His brows rise. “But those vampires did not have magic before they were made vampire. Besides, we know you must have some magic because you carried us here with Phantom in your arms.”
“True.” I let the conversation die there, although I still have my doubts.
The truth is, I infused the spell that brought us here with magic before I was turned.
Also, although Phantom was in my arms, I hadn’t been able to hear his voice or connect with him since I was made vampire.
I’m terrified that my new status has eliminated my ability to perform magic, but Damien doesn’t need the added stress of my worries right now.
“Then go do what you need to do, and we’ll hunt together afterward. ”
With a deep sigh, he pokes a finger through one of the bullet holes in my jacket. I’ll have to find something to wear tomorrow that doesn’t look like Swiss cheese. He gathers my hair in one hand and tugs gently. “Our agreement is that you feed on me.”
“It can’t always be you. I’ll have to feed on animals eventually.”
He stares down at me with a potent intensity in his eyes that makes my knees weak and my body feel warm below the waist. My fangs throb. My mouth waters.
“Feed, Eloise. Tonight, allow me to do this for you.”
I nod once because I can’t speak around the fangs crowding my mouth.
He moves to the bed and sits on the edge.
I strip out of my trench and throw it on a nearby chair.
Straddling his lap, I spread my knees wide until he’s pressed against just the right spot.
I’m still fully dressed in a pair of jeans and a lightweight sweater, but the pressure where our bodies meet sends electricity pulsing through me.
It’s like the blood inside me knows him, knows that he is the source of all pleasure, all satiety.
Hunger rises in me. I wish we were naked, but there will be time enough for that later.
For now, I understand that this feeding is distracting him from the grief that waits just beside us.
I strike quickly. My eyes roll back as blood rushes over my tongue and down my throat.
Delicious heat warms my veins, and I grind against him, unable to stop myself from indulging every hunger growing inside me.
Pressure builds, and I teeter on the verge of a full-body orgasm.
I rub against him like a cat in heat. He thrusts his hips.
That’s all it takes. From my tongue to my toes, I unravel, blooming in the night in a way that must rival the stars.
It takes all my strength to stop without draining him dry.
I lick the wound on his neck again and again until it’s closed. When I pull back to look at him, he’s grinning like a wolf with a rabbit in its jaws.
“Why do you look like that when I’m the one who’s coming down from the high?”
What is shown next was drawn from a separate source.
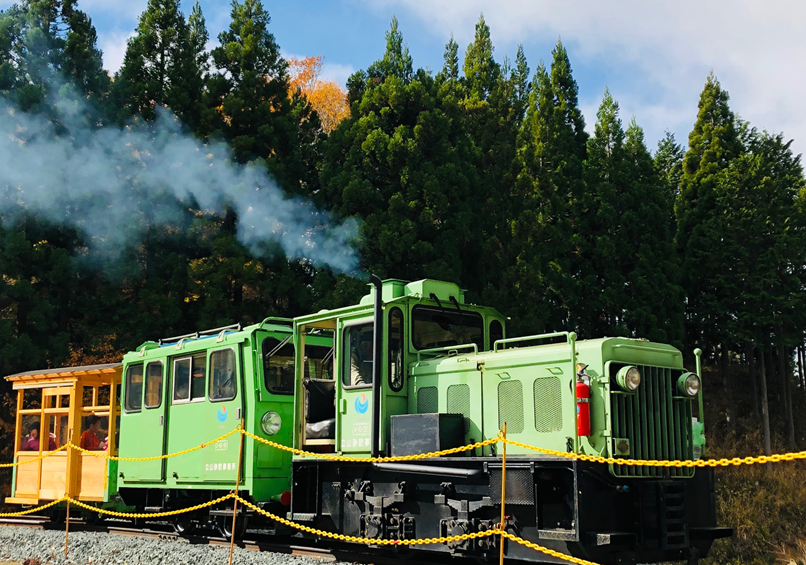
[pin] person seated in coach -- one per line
(31, 443)
(89, 439)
He runs a thumb across my bottom lip and then brings it to his mouth to suck off a smear of blood. “Because, Eloise, I’m thinking about exactly what I’m going to do to you when I return tonight. Don’t tire yourself practicing your magic. You’ll need your energy.”
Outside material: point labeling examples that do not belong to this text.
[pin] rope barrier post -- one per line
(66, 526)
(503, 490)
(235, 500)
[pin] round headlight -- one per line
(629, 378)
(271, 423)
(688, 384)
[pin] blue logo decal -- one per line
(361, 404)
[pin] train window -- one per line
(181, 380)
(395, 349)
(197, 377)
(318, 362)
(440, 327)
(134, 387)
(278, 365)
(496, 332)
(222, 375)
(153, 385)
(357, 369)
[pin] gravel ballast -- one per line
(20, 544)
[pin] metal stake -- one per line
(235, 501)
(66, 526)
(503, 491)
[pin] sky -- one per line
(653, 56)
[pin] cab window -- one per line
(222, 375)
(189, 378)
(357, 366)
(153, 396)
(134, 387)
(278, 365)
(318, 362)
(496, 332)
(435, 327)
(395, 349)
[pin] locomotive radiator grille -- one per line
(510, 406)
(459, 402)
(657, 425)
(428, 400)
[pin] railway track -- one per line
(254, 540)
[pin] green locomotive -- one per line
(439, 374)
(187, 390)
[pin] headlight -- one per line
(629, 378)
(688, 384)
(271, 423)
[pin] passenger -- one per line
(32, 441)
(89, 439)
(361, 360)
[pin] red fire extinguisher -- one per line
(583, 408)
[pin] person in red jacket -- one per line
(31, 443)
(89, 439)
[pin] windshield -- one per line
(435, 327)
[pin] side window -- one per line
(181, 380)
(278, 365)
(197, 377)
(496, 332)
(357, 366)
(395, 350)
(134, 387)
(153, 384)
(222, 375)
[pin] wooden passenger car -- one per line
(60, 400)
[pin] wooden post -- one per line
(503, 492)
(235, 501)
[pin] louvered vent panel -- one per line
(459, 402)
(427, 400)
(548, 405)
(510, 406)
My cheeks heat. The images that spring up in my mind at those words have me grinding against him again. But he lifts me off the bed and sets me on my feet. “Soon. I will return.”
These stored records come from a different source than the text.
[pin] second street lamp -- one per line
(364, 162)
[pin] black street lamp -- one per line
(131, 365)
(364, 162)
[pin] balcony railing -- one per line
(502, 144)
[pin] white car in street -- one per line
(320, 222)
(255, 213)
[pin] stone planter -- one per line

“Wait! You should feed from me before you go.”
He shakes his head as he moves toward the stone railing of the veranda.
When he glances back at me, something I can’t quite interpret flits through his expression.
Something devastating. But then it’s gone and I wonder if it was there at all, or maybe I misinterpreted a resurgence of grief over his family.
“Later, little bird. Stay here. I’ll be back soon.”
Before I can say another word, he dives off the terrace and breaks into shadow, silver-rimmed tendrils cutting through the night. I can barely see him at all as he reforms in the garden, just as the last silvery light of the set moon sinks below the horizon.
I turn back toward the empty room, feeling utterly alone, despite Damien’s blood surging in my veins. At least, it feels like it’s surging. In reality, nothing is moving inside me. As a vampire, my heart is dead in my chest.
As I lift my parents’ grimoire into my arms again, I hope and pray that my magic hasn’t died with it.